A few interesting quotes from a research note titled ‘Capitalism takes a sabbatical’ by arch pessimist David Rosenberg, head of economics at Merrill Lynch:
…. It must be noted that what the government is doing today with (TARP) is much bigger and more complex than RTC was back in 1989. What Mr. Paulson wants to establish is a “good bank, bad bank” much like RTC, but RTC sold off assets from banks that had folded, not assets from the living zombies. The assets sold in the open market were not opaque CDO’s but “real” stuff like buildings, cars, planes and art. This time around, banks are going to be forced to mark down their assets to market values – and the government is about to set up a process to discover what those prices are. Estimating the total losses was far less complicated back then. And it was a regional problem, not a national or even global dilemma.
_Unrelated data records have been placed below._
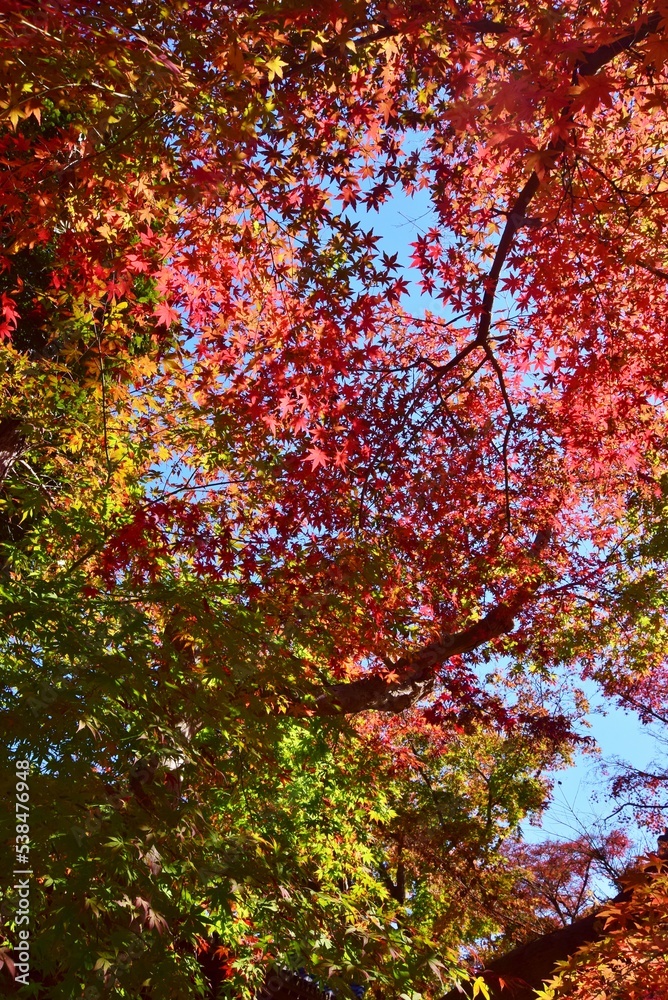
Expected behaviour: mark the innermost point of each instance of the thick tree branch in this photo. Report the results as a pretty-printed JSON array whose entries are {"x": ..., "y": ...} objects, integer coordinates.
[
  {"x": 516, "y": 214},
  {"x": 417, "y": 670}
]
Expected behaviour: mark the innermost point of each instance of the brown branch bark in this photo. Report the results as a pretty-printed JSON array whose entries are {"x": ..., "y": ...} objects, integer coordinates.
[
  {"x": 417, "y": 670},
  {"x": 12, "y": 445}
]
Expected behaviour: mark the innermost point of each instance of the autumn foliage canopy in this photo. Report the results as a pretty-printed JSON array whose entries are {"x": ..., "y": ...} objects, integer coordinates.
[{"x": 308, "y": 537}]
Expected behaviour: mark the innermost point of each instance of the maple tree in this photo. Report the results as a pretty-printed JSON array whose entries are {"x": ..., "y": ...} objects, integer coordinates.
[{"x": 268, "y": 531}]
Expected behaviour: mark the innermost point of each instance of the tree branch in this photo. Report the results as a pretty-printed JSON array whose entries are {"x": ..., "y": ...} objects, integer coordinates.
[{"x": 417, "y": 670}]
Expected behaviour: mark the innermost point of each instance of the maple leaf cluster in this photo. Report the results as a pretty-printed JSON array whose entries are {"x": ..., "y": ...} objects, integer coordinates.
[{"x": 299, "y": 574}]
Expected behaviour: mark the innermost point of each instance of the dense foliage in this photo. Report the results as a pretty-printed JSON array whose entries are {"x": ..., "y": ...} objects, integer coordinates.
[{"x": 304, "y": 552}]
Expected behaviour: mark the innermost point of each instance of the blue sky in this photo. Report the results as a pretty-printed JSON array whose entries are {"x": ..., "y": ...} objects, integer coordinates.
[{"x": 581, "y": 793}]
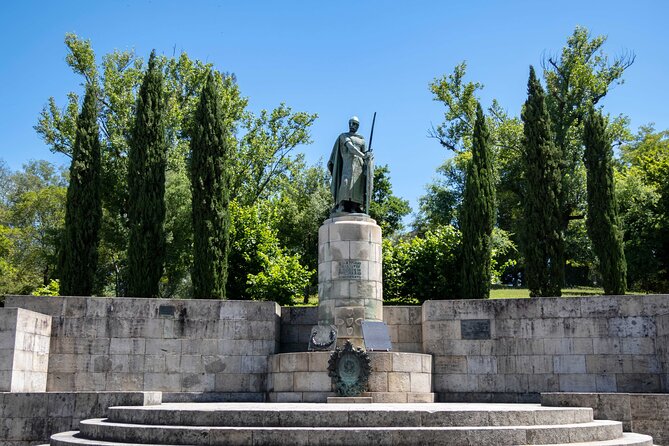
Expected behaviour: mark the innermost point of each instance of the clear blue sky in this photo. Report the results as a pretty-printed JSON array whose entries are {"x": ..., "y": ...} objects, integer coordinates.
[{"x": 336, "y": 59}]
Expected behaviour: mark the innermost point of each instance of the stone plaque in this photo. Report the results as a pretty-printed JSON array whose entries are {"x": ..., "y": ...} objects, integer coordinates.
[
  {"x": 350, "y": 269},
  {"x": 473, "y": 329},
  {"x": 376, "y": 336},
  {"x": 166, "y": 310}
]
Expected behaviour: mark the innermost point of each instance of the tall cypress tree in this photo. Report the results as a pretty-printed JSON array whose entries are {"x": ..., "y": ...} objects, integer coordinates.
[
  {"x": 146, "y": 183},
  {"x": 543, "y": 241},
  {"x": 210, "y": 153},
  {"x": 83, "y": 211},
  {"x": 478, "y": 215},
  {"x": 603, "y": 224}
]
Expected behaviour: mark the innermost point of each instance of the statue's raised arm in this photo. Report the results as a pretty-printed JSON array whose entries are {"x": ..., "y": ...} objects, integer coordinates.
[{"x": 352, "y": 172}]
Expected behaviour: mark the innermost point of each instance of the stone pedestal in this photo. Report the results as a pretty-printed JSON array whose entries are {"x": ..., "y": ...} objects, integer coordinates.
[{"x": 349, "y": 275}]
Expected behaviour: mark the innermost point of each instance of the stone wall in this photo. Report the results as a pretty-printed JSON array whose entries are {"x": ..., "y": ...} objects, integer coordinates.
[
  {"x": 662, "y": 345},
  {"x": 24, "y": 350},
  {"x": 512, "y": 349},
  {"x": 404, "y": 328},
  {"x": 30, "y": 418},
  {"x": 126, "y": 344},
  {"x": 641, "y": 413}
]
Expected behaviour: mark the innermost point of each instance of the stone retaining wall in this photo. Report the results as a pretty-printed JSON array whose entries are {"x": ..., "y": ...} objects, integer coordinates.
[
  {"x": 641, "y": 413},
  {"x": 404, "y": 328},
  {"x": 662, "y": 345},
  {"x": 512, "y": 349},
  {"x": 30, "y": 418},
  {"x": 24, "y": 350},
  {"x": 127, "y": 344}
]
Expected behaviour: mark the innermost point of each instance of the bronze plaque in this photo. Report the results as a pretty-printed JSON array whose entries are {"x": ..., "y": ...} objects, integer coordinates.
[{"x": 475, "y": 329}]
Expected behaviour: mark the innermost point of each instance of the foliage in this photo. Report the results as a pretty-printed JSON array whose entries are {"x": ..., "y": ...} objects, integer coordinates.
[
  {"x": 31, "y": 221},
  {"x": 303, "y": 203},
  {"x": 577, "y": 80},
  {"x": 387, "y": 209},
  {"x": 51, "y": 289},
  {"x": 543, "y": 243},
  {"x": 147, "y": 160},
  {"x": 643, "y": 197},
  {"x": 423, "y": 267},
  {"x": 478, "y": 215},
  {"x": 83, "y": 213},
  {"x": 258, "y": 267},
  {"x": 210, "y": 160},
  {"x": 579, "y": 76},
  {"x": 603, "y": 223}
]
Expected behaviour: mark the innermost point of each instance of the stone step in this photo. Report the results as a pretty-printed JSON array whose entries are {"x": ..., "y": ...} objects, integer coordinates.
[
  {"x": 351, "y": 415},
  {"x": 69, "y": 438},
  {"x": 101, "y": 429}
]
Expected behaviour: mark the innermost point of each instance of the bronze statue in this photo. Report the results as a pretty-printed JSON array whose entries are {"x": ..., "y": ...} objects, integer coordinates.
[{"x": 351, "y": 166}]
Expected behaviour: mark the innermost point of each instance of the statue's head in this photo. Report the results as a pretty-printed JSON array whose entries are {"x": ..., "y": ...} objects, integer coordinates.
[{"x": 353, "y": 124}]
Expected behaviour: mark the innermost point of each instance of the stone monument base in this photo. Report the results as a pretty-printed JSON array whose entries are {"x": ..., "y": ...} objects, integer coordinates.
[{"x": 396, "y": 377}]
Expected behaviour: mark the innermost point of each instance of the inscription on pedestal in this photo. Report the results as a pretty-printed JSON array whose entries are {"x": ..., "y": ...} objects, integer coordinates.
[{"x": 350, "y": 269}]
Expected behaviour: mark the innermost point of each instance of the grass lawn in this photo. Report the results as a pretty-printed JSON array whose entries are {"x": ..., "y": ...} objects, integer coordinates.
[{"x": 496, "y": 293}]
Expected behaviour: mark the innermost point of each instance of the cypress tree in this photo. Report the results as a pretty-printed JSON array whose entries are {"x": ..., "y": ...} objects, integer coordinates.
[
  {"x": 210, "y": 153},
  {"x": 146, "y": 183},
  {"x": 603, "y": 224},
  {"x": 478, "y": 215},
  {"x": 83, "y": 210},
  {"x": 543, "y": 240}
]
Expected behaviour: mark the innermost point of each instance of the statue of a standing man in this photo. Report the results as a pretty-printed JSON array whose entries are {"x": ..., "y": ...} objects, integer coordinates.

What Paulson is really doing is digging into the 1930s playbook – the Federal Reconstruction Finance Corporation; as well at the Home Owner Loan Corporation (since the Democrats are very likely going to want to modify the mortgages they end up taking into the government’s books to avoid a further uptrend in foreclosures).
… The elusive bottom Keep in mind, for all the bottom pickers out there, that after the RTC was established in 1989 it took a year for the stock market to bottom, two years for the economy to bottom, and three years for the housing market to bottom. And recall that after the FSA in Japan was unveiled in 1997 the stock market didn’t bottom for another five years and it’s an open question as whether the economy ever did manage to stage a sustainable recovery. In the Swedish case of the early 1990s, even with an effective government solution, the process of extinguishing the bad debts via government intervention was painful – the equity market incurred a 28-month long bear market that saw Sweden’s major index decline 45% from peak to trough and the economy undergo a 20-month recession that saw domestic demand contract by 2-1/2%.
… Once we get through this upcoming period of consolidation and insolvency of the weak banks, the industry is going to come under greater regulatory oversight which will constrain leverage, off-balance sheet activities and future earnings growth. And, of course, we have history to tell us that what led the market down in the bear phase – in this case, financials and consumer cyclicals – never go on to lead in the next bull market.